Overall system health monitoring

Seth Beauchamp · ‎12-16-2015

I am looking for some guidance on overall system health monitoring for IOS XR devices. All of our devices (mostly 9ks) are running over 4gb of memory and our current monitoring systems do not monitor them properly. So I am looking to see what others are doing for overall system health, I am looking to set up alerts via snmp or syslog that can be sent to my NOC. I am looking for Memory and CPU mostly, but anything else critical that is different from IOS would be good information.

Is there a certain OID or syslog message I should watch for?

tlewisflood · ‎12-16-2015

Cacti has some interesting features. It can be very fast, and I recall there being some third party template specific for ios-xr cpu/memory as well as a threshold plugin that has notification capabilities. Cisco's Prime Performance Monitor also seems promising, but I'm not clear on the notification part of that.

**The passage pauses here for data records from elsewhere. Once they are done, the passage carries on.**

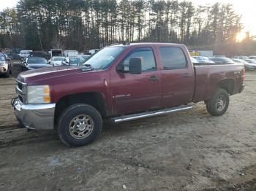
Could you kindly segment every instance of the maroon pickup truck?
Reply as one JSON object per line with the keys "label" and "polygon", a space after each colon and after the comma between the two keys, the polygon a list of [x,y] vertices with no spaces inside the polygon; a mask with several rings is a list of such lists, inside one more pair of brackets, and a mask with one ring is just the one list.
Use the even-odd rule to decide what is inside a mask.
{"label": "maroon pickup truck", "polygon": [[99,134],[102,120],[120,122],[192,108],[223,114],[229,96],[244,88],[239,64],[193,66],[183,44],[138,43],[105,47],[80,66],[23,72],[12,101],[29,129],[54,129],[67,145]]}

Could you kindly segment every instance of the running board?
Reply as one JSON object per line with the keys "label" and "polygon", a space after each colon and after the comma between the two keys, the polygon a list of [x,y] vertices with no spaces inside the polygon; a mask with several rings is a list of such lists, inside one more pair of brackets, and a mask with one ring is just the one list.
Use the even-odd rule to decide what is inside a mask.
{"label": "running board", "polygon": [[177,106],[177,107],[171,107],[171,108],[167,108],[167,109],[164,109],[157,110],[153,112],[147,112],[133,114],[129,114],[129,115],[123,115],[121,117],[111,118],[110,122],[114,123],[118,123],[118,122],[125,122],[125,121],[132,121],[132,120],[135,120],[138,119],[150,117],[153,116],[158,116],[161,114],[187,111],[192,108],[193,108],[192,106],[187,105],[187,106]]}

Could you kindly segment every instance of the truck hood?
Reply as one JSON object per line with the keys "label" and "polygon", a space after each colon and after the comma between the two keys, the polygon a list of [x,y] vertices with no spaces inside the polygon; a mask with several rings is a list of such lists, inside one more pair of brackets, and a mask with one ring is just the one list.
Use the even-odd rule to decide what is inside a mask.
{"label": "truck hood", "polygon": [[18,76],[17,79],[22,82],[31,84],[39,80],[80,74],[89,71],[91,71],[89,68],[82,70],[80,68],[75,66],[48,67],[22,72]]}
{"label": "truck hood", "polygon": [[27,67],[29,69],[37,69],[42,68],[52,67],[53,66],[47,64],[47,63],[35,63],[35,64],[28,64]]}
{"label": "truck hood", "polygon": [[53,61],[53,64],[55,65],[61,65],[62,63],[62,61]]}

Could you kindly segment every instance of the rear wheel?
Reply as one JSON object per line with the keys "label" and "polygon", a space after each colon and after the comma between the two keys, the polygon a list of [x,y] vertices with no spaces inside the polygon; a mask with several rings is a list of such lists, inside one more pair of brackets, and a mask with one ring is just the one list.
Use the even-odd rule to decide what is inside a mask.
{"label": "rear wheel", "polygon": [[220,116],[226,112],[229,103],[228,93],[225,90],[219,88],[217,89],[211,98],[206,101],[206,109],[214,116]]}
{"label": "rear wheel", "polygon": [[94,141],[102,128],[102,120],[95,108],[87,104],[74,104],[60,117],[58,134],[65,144],[80,147]]}

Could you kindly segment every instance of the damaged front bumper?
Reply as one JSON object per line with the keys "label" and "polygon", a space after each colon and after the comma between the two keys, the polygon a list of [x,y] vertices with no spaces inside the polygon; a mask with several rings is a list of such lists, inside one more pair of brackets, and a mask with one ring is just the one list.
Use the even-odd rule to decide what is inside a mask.
{"label": "damaged front bumper", "polygon": [[55,104],[23,104],[18,98],[12,101],[17,120],[26,128],[53,129]]}

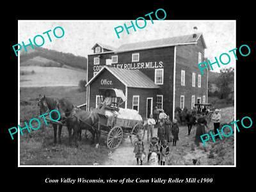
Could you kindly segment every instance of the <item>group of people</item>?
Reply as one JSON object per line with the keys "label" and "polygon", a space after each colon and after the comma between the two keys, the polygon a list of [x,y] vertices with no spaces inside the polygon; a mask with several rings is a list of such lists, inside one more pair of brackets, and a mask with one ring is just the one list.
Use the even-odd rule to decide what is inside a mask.
{"label": "group of people", "polygon": [[[147,157],[148,163],[150,161],[151,155],[154,153],[157,154],[158,164],[161,165],[167,164],[170,156],[170,148],[168,143],[172,141],[173,146],[176,146],[176,142],[179,140],[179,128],[177,120],[174,118],[171,122],[169,116],[163,110],[157,116],[156,113],[151,114],[144,125],[147,125],[147,141],[150,142],[148,154]],[[203,113],[197,119],[197,127],[195,136],[195,143],[199,145],[201,142],[200,136],[205,133],[205,127],[207,127],[207,122],[205,120],[205,113]],[[188,115],[188,122],[194,121],[193,115]],[[190,120],[189,120],[190,118]],[[212,116],[214,133],[217,134],[217,129],[220,128],[221,115],[220,110],[216,109]],[[157,136],[154,136],[154,127],[158,125]],[[188,125],[188,135],[190,134],[192,124]],[[171,134],[172,136],[171,136]],[[135,143],[134,152],[137,160],[137,164],[142,165],[143,161],[146,158],[144,143],[141,138],[138,136],[138,141]]]}
{"label": "group of people", "polygon": [[[157,107],[156,108],[157,109]],[[148,143],[150,143],[147,158],[148,163],[154,152],[157,155],[158,163],[160,163],[161,165],[166,164],[170,154],[168,143],[172,141],[173,146],[176,146],[176,142],[179,140],[179,128],[177,119],[174,118],[173,122],[171,122],[169,116],[164,113],[164,110],[162,110],[160,113],[158,111],[157,116],[156,116],[156,112],[154,114],[150,114],[144,125],[147,125],[147,142]],[[156,125],[158,125],[157,136],[154,136],[154,133]],[[146,157],[146,153],[143,141],[139,136],[138,136],[138,141],[135,143],[134,152],[137,164],[139,164],[140,160],[140,164],[142,164],[143,160]]]}

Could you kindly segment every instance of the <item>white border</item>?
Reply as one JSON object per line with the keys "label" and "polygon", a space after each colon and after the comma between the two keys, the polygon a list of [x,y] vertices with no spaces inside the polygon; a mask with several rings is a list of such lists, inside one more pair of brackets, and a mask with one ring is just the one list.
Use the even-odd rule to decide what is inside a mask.
{"label": "white border", "polygon": [[[99,60],[99,63],[96,63],[96,62],[95,62],[95,59],[98,59]],[[93,58],[93,65],[100,65],[100,58],[98,58],[98,57],[94,57]]]}
{"label": "white border", "polygon": [[[20,42],[20,22],[31,22],[31,21],[35,21],[36,22],[56,22],[56,20],[18,20],[18,42]],[[81,22],[81,21],[88,22],[109,22],[113,21],[113,20],[58,20],[58,22]],[[120,20],[118,20],[120,21]],[[131,20],[124,20],[123,21],[131,22]],[[234,22],[235,25],[235,36],[234,36],[234,42],[236,42],[236,20],[164,20],[164,22],[204,22],[204,21],[211,21],[211,22]],[[193,43],[196,44],[196,43]],[[175,110],[175,68],[176,68],[176,45],[173,45],[174,48],[174,68],[173,68],[173,118],[174,118],[174,110]],[[168,45],[167,47],[170,47],[170,45]],[[237,47],[237,46],[236,46]],[[148,48],[149,49],[149,48]],[[125,51],[127,51],[128,50],[125,50]],[[132,51],[132,50],[131,50]],[[109,51],[106,52],[104,53],[107,54],[109,52],[114,52],[115,51]],[[122,52],[122,51],[121,51]],[[101,53],[102,54],[102,53]],[[92,55],[92,54],[89,54]],[[19,59],[20,52],[18,52],[18,124],[20,123],[20,59]],[[88,59],[88,58],[87,58]],[[236,120],[236,61],[235,61],[234,65],[234,69],[235,69],[235,79],[234,79],[234,120]],[[87,60],[87,67],[88,67],[88,60]],[[88,68],[88,67],[87,67]],[[87,82],[88,82],[88,70],[87,70]],[[90,85],[88,86],[88,95],[89,96],[88,98],[88,108],[90,109]],[[207,97],[208,99],[208,97]],[[208,100],[207,100],[208,101]],[[236,125],[234,125],[236,128]],[[143,166],[136,166],[136,165],[99,165],[99,166],[94,166],[94,165],[20,165],[20,132],[18,132],[18,167],[157,167],[157,168],[166,168],[166,167],[211,167],[211,168],[216,168],[216,167],[232,167],[236,168],[236,131],[234,132],[234,165],[170,165],[170,166],[147,166],[144,165]]]}
{"label": "white border", "polygon": [[[134,97],[138,97],[138,113],[140,113],[140,95],[132,95],[132,109],[133,109],[133,101],[134,99]],[[134,109],[135,110],[135,109]]]}

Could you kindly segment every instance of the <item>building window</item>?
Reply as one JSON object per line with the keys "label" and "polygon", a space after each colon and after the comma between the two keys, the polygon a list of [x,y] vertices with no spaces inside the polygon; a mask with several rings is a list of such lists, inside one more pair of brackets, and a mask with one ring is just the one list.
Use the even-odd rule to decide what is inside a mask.
{"label": "building window", "polygon": [[197,103],[201,104],[201,97],[197,97]]}
{"label": "building window", "polygon": [[205,95],[203,95],[203,104],[205,104]]}
{"label": "building window", "polygon": [[97,73],[98,73],[98,71],[95,71],[95,72],[93,72],[93,77],[94,77],[95,76],[96,76]]}
{"label": "building window", "polygon": [[95,48],[95,53],[100,52],[100,47],[97,47]]}
{"label": "building window", "polygon": [[100,58],[94,58],[94,65],[99,65],[100,64]]}
{"label": "building window", "polygon": [[191,109],[195,108],[195,95],[191,97]]}
{"label": "building window", "polygon": [[156,106],[158,109],[163,109],[163,95],[156,95]]}
{"label": "building window", "polygon": [[102,96],[96,95],[96,108],[98,106],[99,104],[101,104],[102,99]]}
{"label": "building window", "polygon": [[156,84],[163,84],[164,82],[164,69],[155,69],[155,83]]}
{"label": "building window", "polygon": [[197,81],[198,81],[197,82],[198,87],[201,87],[201,75],[198,75]]}
{"label": "building window", "polygon": [[202,54],[198,52],[198,63],[202,62]]}
{"label": "building window", "polygon": [[181,85],[185,86],[185,70],[181,70]]}
{"label": "building window", "polygon": [[185,99],[184,95],[180,95],[180,109],[183,110],[184,108]]}
{"label": "building window", "polygon": [[132,54],[132,62],[138,62],[140,61],[140,53],[133,53]]}
{"label": "building window", "polygon": [[192,86],[196,86],[196,74],[192,73]]}
{"label": "building window", "polygon": [[112,63],[117,63],[118,62],[118,58],[117,55],[112,56]]}
{"label": "building window", "polygon": [[111,65],[111,64],[112,64],[112,60],[110,60],[110,59],[106,60],[106,65]]}
{"label": "building window", "polygon": [[133,95],[132,97],[132,109],[138,111],[139,112],[139,105],[140,105],[140,96]]}

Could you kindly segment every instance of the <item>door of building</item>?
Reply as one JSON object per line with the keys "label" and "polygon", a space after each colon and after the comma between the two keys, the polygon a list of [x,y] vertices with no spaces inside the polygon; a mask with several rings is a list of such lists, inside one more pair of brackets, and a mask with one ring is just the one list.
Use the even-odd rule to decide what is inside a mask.
{"label": "door of building", "polygon": [[149,118],[150,114],[153,113],[153,98],[147,98],[147,118]]}

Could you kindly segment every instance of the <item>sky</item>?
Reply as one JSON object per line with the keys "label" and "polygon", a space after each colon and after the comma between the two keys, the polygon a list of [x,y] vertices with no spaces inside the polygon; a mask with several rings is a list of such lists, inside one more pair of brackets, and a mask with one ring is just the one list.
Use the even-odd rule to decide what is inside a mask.
{"label": "sky", "polygon": [[[124,23],[129,26],[131,20],[19,20],[18,43],[23,41],[26,44],[29,42],[29,38],[33,40],[35,36],[41,35],[45,40],[42,47],[87,58],[88,54],[93,53],[92,48],[97,42],[118,47],[129,43],[193,34],[193,27],[196,26],[196,33],[203,33],[207,46],[205,57],[210,61],[213,62],[215,56],[219,58],[221,54],[228,52],[236,47],[234,20],[154,20],[152,24],[149,20],[147,20],[145,28],[137,28],[137,31],[131,29],[129,35],[124,31],[118,38],[114,28],[124,26]],[[52,31],[57,26],[64,29],[65,35],[63,38],[55,38],[53,34],[50,33],[52,39],[50,42],[47,35],[43,33],[49,29]],[[236,60],[232,54],[230,55],[231,62],[226,66],[234,67]],[[219,71],[220,68],[215,66],[214,71]]]}

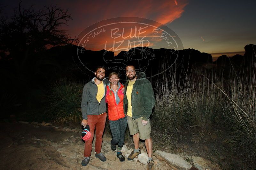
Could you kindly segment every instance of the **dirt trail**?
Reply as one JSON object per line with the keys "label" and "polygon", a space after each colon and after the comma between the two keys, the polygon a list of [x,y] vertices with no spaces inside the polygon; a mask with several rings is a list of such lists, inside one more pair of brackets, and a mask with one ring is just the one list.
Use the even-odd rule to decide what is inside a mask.
{"label": "dirt trail", "polygon": [[[146,169],[139,161],[120,162],[111,150],[111,137],[103,138],[102,152],[105,162],[92,156],[86,166],[81,165],[84,143],[80,130],[66,131],[61,128],[29,124],[0,123],[1,169]],[[95,140],[94,140],[95,141]],[[143,144],[142,144],[142,145]],[[130,149],[130,148],[128,148]],[[154,159],[156,159],[155,157]],[[171,169],[165,162],[156,160],[156,169]]]}

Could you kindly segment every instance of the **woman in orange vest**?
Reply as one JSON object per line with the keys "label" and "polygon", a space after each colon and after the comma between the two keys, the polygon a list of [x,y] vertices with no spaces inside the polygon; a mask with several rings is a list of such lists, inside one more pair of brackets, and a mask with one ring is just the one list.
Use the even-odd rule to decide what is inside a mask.
{"label": "woman in orange vest", "polygon": [[124,143],[124,136],[127,126],[127,118],[124,113],[124,86],[119,82],[118,74],[113,72],[108,76],[109,83],[107,86],[106,102],[108,103],[109,126],[113,137],[110,148],[113,151],[116,149],[116,156],[121,162],[125,160],[121,152]]}

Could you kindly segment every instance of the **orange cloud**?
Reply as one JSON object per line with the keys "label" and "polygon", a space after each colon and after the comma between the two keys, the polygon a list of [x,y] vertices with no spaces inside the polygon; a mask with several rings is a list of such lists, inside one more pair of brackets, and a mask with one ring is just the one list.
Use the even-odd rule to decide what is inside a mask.
{"label": "orange cloud", "polygon": [[[88,26],[101,21],[117,17],[140,17],[151,19],[159,23],[158,25],[156,24],[155,22],[154,24],[154,26],[158,27],[160,26],[161,24],[165,25],[169,23],[180,17],[184,11],[185,7],[187,4],[187,2],[186,0],[181,0],[178,1],[176,0],[175,0],[174,1],[160,0],[157,2],[131,0],[128,3],[114,0],[109,2],[99,2],[97,4],[93,1],[87,2],[86,4],[80,1],[77,3],[76,10],[74,12],[76,13],[77,14],[77,13],[80,12],[82,15],[79,15],[78,18],[74,18],[74,20],[75,20],[75,22],[79,23],[79,24],[78,25],[79,25],[79,28],[81,28],[81,25],[86,25],[87,24]],[[122,25],[121,27],[124,28],[125,31],[123,36],[125,37],[129,35],[129,30],[131,28],[133,29],[132,31],[134,32],[136,25],[135,24]],[[107,29],[107,27],[105,27]],[[138,25],[137,29],[139,28],[139,25]],[[73,29],[74,31],[77,30],[77,28]],[[107,32],[102,33],[99,35],[98,37],[100,36],[100,38],[94,38],[91,36],[89,43],[87,44],[84,47],[86,49],[101,50],[104,49],[105,46],[106,46],[106,42],[107,49],[111,49],[111,47],[112,47],[113,45],[114,46],[119,46],[118,49],[127,49],[130,47],[131,48],[133,47],[129,45],[129,42],[134,42],[137,40],[135,37],[125,39],[124,39],[122,37],[117,37],[117,36],[114,39],[111,37],[110,30],[108,29]],[[82,31],[81,30],[81,31]],[[117,33],[120,33],[120,32],[121,32],[122,31],[119,30]],[[143,35],[143,36],[145,36],[144,39],[145,40],[144,42],[146,43],[147,41],[145,40],[148,40],[150,43],[146,44],[145,46],[144,45],[145,44],[143,45],[149,47],[154,46],[156,47],[158,46],[158,44],[159,44],[159,43],[163,41],[159,39],[154,39],[154,37],[152,37],[153,35],[151,34],[152,31],[152,27],[149,26],[145,28],[144,31],[146,32]],[[134,32],[133,32],[132,33],[134,34]],[[76,35],[78,34],[77,34]],[[97,36],[96,36],[95,38],[97,37]],[[121,43],[122,41],[123,40],[125,41]],[[117,42],[119,42],[117,43]],[[135,42],[134,44],[135,46],[137,45],[136,44],[136,42],[138,44],[139,43],[138,41]],[[113,44],[115,43],[116,44],[113,45]],[[140,45],[142,46],[143,44],[141,43]],[[160,46],[159,45],[158,46],[159,48],[162,47]],[[117,49],[115,48],[116,49]],[[116,55],[119,52],[115,51],[114,52]]]}

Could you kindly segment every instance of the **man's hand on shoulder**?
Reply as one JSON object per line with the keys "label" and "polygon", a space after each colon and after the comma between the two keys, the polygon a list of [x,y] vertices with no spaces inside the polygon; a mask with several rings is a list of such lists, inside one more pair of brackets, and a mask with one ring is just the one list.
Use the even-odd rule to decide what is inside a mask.
{"label": "man's hand on shoulder", "polygon": [[141,121],[141,124],[142,124],[142,125],[144,126],[147,125],[147,124],[148,124],[148,121],[147,120],[143,120]]}
{"label": "man's hand on shoulder", "polygon": [[85,127],[85,126],[86,126],[86,125],[87,125],[88,123],[87,120],[86,119],[83,119],[83,120],[82,121],[82,122],[81,123],[81,124],[83,126],[83,128],[84,128]]}

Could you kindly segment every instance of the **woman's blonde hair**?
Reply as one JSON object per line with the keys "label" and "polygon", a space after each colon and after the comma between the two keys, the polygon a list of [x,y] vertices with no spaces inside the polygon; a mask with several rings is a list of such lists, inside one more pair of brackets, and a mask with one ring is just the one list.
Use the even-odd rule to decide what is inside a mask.
{"label": "woman's blonde hair", "polygon": [[[111,73],[110,74],[109,74],[109,75],[108,76],[108,79],[109,80],[110,79],[110,77],[111,77],[111,76],[112,76],[113,75],[116,75],[116,76],[117,76],[118,78],[118,79],[119,79],[119,76],[118,76],[118,74],[115,72],[112,72],[112,73]],[[112,92],[111,92],[111,91],[112,90],[111,90],[111,84],[109,86],[109,89],[110,89],[110,91],[109,92],[109,95],[110,96],[111,96],[111,94],[112,94]]]}

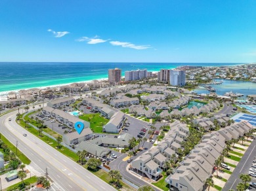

I'm no developer, so some of what my group has been using seems to always come with complications. We get stuff done, but there's frequently some previous experience that was lacking that gets in the way of forward progress. If you're starting from scratch, you might want to have a look on a broader scale. I recall recently reading this: https://workaround.org/article/tired-of-nagios-and-cacti-try-zabbix and thinking that I would've liked the room to try something new.

AARON WEINTRAUB · ‎12-17-2015

So one thing to watch out for that is completely different from IOS is the concept of the PFM (platform fault manager). There are events that will go into this that are just syslogged once, and then the condition is said to be 'set' and won't syslog anymore until it clears, and then you'll get one 'clear' syslog.

This could be things like a optical port that is getting too low (or too high) power. Might not be a large concern, but then there are more serious things like punt fabric errors or other hardware "failures" which are traffic impacting. If you miss that first syslog for some reason (router had issues, etc) then you won't get any more notifications until the issue clears. To look at the current raised faults, do 'show pfm loc all'.

smilstea · ‎12-18-2015

There is a handy command show logging events buffer bistate which will list these sets and clears even if the show logging buffer has wrapped.

Sam